The US Defense Security and Cooperation Agency (DSCA) announced on 15 December that the State Department has approved Japan’s requests to buy 44 AIM-9X Block II Sidewinder and 120 AIM-120C-8 Advanced Medium-Range Air-to-Air Missiles (AMRAAM), along with associated spares and technical support.

Both requests will come under the US Foreign Military Sales (FMS) programs and are estimated to be worth $59 and $224 million (A$87.2 and A$331.3 million) respectively.

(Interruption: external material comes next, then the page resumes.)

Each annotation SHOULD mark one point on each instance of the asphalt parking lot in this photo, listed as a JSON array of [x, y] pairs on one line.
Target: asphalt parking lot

Japan will likely use these missiles to equip its fleet of Lockheed-Martin F-35A and B Lightning II Joint Strike Fighters. The country will become the largest non-US operator of the F-35, with 147 of the 5th generation stealth fighters on order.

This request is the latest in a series of approvals by the US for Japan and South Korea for missiles over the past two months. Japan was cleared to purchase 63 RIM-116 Block 2B Rolling Airframe Missiles (RAM) in late October and a further 200 Tomahawk land-attack cruise missiles in November.

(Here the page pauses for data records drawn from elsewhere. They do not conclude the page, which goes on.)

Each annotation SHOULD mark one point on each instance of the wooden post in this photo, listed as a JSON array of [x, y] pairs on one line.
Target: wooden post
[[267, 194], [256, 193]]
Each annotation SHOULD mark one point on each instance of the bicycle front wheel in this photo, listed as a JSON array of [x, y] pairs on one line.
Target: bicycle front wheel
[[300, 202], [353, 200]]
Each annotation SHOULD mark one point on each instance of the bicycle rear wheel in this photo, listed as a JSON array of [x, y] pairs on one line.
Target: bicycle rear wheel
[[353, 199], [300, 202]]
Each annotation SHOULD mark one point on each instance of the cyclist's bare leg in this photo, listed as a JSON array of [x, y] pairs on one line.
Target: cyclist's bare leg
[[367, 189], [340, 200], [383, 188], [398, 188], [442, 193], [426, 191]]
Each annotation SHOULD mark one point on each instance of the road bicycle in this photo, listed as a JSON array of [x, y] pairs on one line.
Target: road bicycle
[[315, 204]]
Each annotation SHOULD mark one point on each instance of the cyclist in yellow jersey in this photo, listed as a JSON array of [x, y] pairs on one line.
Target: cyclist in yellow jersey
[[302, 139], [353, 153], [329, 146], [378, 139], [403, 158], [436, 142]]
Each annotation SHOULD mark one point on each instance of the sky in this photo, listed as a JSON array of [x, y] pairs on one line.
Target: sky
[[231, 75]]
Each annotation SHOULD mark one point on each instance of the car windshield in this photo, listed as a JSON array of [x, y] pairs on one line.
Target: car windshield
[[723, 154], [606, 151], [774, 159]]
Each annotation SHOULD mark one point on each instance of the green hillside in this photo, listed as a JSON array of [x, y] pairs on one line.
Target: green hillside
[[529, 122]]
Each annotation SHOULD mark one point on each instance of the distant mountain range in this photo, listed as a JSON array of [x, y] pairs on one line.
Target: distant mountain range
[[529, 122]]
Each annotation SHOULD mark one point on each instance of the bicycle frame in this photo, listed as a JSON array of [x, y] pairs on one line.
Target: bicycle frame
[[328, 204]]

Across the Sea of Japan/East Sea, South Korea has also had several requests to buy air- and missile-defence weapons approved recently, with ship-launched SM-6 missiles on its wish-list, along with the air-to-air AIM-9X and AIM-120.

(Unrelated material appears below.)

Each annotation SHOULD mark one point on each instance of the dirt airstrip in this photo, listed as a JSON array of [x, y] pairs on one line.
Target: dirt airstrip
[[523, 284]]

This is likely a recognition by both countries that any potential large-scale conflict in the region would involve heavy use of cruise and ballistic missiles by their potential adversaries, with a key lesson from the Russian invasion of Ukraine being that facing down such a missile campaign would quickly deplete a nation’s missile stockpiles.

Both Japan and South Korea have been wary of China’s dramatic military transformation and its increasingly belligerent behaviour in the Indo-Pacific, along with North Korea’s nuclear weapons and ballistic missile programs in defiance of ongoing United Nations sanctions.